Słodycz smutnego powrotu

Adam Zagajewski wrócił niedawno na stałe z Paryża, gdzie przebywał od 1982 r., do Krakowa – fakt ten odnotowały liczne media – a teraz daje nam poetycki zapis owego powrotu. Nowa książka autora „Solidarności i samotności” jest stosunkowo niewielka – liczy w sumie 29 wierszy. Mimo to można w niej znaleźć odzwierciedlenie większości zagadnień, jakie podejmował poeta w swej liryce od czasu wyjazdu z kraju. Poezja Zagajewskiego w ostatnich latach to w istocie portret dramatu ludzkiego istnienia, rozpostartego pomiędzy rozmaitymi skrajnymi doświadczeniami duchowymi, egzystencjalnymi oraz politycznymi czy społecznymi. Poeta dramat ten osładza piękną i misterną formą swoich wierszy.

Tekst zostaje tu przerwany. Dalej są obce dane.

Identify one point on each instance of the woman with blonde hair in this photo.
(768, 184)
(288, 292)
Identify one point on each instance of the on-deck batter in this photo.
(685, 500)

Osią wędrówki po Krakowie, bo taki kształt przyjmuje tomik „Powrót”, są spacery ulicami miasta: Karmelicką, Długą, Szewską, Urzędniczą, Piłsudskiego, Kopernika, Stolarską (to jednocześnie tytuły wierszy). Podróż ta przynosi wspomnienia oraz konfrontacje z dawnymi mitami młodości, kiedy wydawało się, że świat podlega sile wyobraźni i da się przekształcać w imię woli. Pierwszym więc doznaniem podczas lektury nowych wierszy Zagajewskiego jest wrażenie melancholii i nostalgii: „Moi przyjaciele czekają na mnie/uśmiechając się ironicznie, smutno./Gdzież są te niewidoczne pałace,/które mieliśmy zbudować” („Przyjaciele”). Miasto rodzinne – choć Zagajewski urodził się we Lwowie, dorastał w Gliwicach, niemniej to Kraków, w którym studiował i mężniał, uczynił swą małą ojczyzną – po latach tułaczki nie oferuje ani spokoju, ani uspokojenia. Gdziekolwiek człowiek przebywa, choćby i w najbardziej sprzyjającym, oswojonym otoczeniu, zawsze pozostaje samotny ze swymi dylematami, ze swoją egzystencją, z doświadczeniem indywidualnej odrębności – powiada poeta.